Le parole di Biden, oltre ad aver provocato la piccata reazione cinese, sono un chiaro avvertimento lanciato all’indirizzo di Pechino. Con queste frasi, infatti, gli Stati Uniti sembrerebbero aver rotto la tradizionale politica americana dell’ambiguità strategica in merito alla questione taiwanese. “Sì. Questo è l’impegno che abbiamo preso”, ha detto Biden rispondendo a una domanda in merito al possibile coinvolgimento miltiare Washington in risposta a un’invasione cinese di Taiwan.



La Cina risponde a Biden

La risposta di Biden non era per niente scontata, visto e considerando che il presidente Usa non ha inviato neppure un uomo in Ucraina per aiutare Kiev ad arginare l’azione russa. Certo, gli Stati Uniti hanno inviato decine di miliardi di dollari di aiuti militari di vario tipo, ma nessun militare statunitense ha ufficialmente messo piede sul territorio ucraino. Ecco: lo stesso, in un possibile worst case scenario, non accadrà a Taiwan.

Di fronte ad un simile messaggio era impossibile non attendersi la risposta cinese. La Cina ha fatto sapere di essere pronta a difendere i suoi interessi nazionali su Taiwan, in risposta all’impegno espresso a Tokyo dal presidente statunitense sulla difesa dell’isola. “Nessuno dovrebbe sottovalutare la decisa determinazione, la ferma volontà e la forte capacità del popolo cinese di difendere la sovranità nazionale e l’integrità territoriale”, ha detto il portavoce del ministero degli Esteri, Wang Wenbin, nel corso del briefing quotidiano.

Non solo: Pechino ha espresso “forte insoddisfazione e ferma opposizione alle osservazioni” fatte dall’inquilino della Casa Bianca, ribadendo per l’ennesima volta che la questione taiwanese “riguarda esclusivamente gli affari interni della Cina e pertanto non può essere ammessa alcuna interferenza da parte di forze esterne”.

Tensione alle stelle

Pechino ha anche aggiunto che è pronta ad intraprendere “un’azione decisa per salvaguardare la sua sovranità e gli interessi di sicurezza perché sulle questioni che toccano gli interessi vitali della sovranità e dell’integrità territoriale, la Cina non ha margini per compromessi o concessioni”. “La Cina difenderebbe i suoi interessi con la forza della sua popolazione fatta da 1,4 miliardi di persone”, ha argomentato sul punto il portavoce Wang.

La tensione, come detto, è subito schizzata alle stelle.

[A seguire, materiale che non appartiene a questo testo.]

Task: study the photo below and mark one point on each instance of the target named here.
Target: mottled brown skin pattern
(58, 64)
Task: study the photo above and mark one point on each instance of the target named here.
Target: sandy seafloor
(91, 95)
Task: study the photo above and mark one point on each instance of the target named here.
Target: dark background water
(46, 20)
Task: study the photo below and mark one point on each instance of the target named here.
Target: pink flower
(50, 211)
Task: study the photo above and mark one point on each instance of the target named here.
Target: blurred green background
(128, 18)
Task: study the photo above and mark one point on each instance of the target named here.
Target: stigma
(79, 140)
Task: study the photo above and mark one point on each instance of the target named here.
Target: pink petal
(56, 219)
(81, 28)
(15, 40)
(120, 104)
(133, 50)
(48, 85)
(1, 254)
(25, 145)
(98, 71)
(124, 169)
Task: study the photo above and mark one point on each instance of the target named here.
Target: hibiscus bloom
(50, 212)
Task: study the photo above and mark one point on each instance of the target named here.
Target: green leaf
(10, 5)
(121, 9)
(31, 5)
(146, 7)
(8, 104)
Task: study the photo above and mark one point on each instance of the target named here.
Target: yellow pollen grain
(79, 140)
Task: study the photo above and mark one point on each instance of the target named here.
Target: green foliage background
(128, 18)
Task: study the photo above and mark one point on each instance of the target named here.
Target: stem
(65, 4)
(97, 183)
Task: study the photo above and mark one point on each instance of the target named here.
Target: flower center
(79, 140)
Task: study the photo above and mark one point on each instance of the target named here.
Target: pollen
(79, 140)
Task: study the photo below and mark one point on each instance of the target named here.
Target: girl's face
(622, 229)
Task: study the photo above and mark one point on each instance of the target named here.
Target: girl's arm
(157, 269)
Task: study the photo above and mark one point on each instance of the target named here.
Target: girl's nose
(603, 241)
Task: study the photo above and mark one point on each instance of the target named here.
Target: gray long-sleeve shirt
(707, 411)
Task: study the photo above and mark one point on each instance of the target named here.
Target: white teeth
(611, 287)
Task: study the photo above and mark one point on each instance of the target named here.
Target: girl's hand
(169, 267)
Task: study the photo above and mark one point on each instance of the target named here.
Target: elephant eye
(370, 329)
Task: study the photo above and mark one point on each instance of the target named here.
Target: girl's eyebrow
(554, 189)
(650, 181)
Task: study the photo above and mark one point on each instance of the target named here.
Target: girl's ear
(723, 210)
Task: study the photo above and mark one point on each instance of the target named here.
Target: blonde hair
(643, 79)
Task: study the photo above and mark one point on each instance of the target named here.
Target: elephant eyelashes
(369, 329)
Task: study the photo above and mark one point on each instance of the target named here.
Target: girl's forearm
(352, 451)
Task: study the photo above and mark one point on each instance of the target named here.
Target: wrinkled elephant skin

Anche perché Biden ha pure affermato che gli Stati Uniti rimangono sì impegnati nella “One China Policy” – ovvero la politica che riconosce la Repubblica Popolare Cinese come unico governo della Cina -, ma che non sostengono, pur legittimandola, l’affermazione di Pechino secondo cui Taiwan fa parte della Cina.

In altre parole, Washington sostiene che la One China Policy non dà alla Cina il diritto di impadronirsi con la forza dell’isola “democraticamente autogovernata”. “Siamo d’accordo con la One China Policy e con tutti i relativi accordi che abbiamo stipulato. Ma l’idea che Taiwan possa essere presa con la forza non sarebbe appropriata”, ha dichiarato Biden. “Si creerebbe un’altra azione simile a quanto accaduto in Ucraina”, ha quindi concluso il presidente statunitense.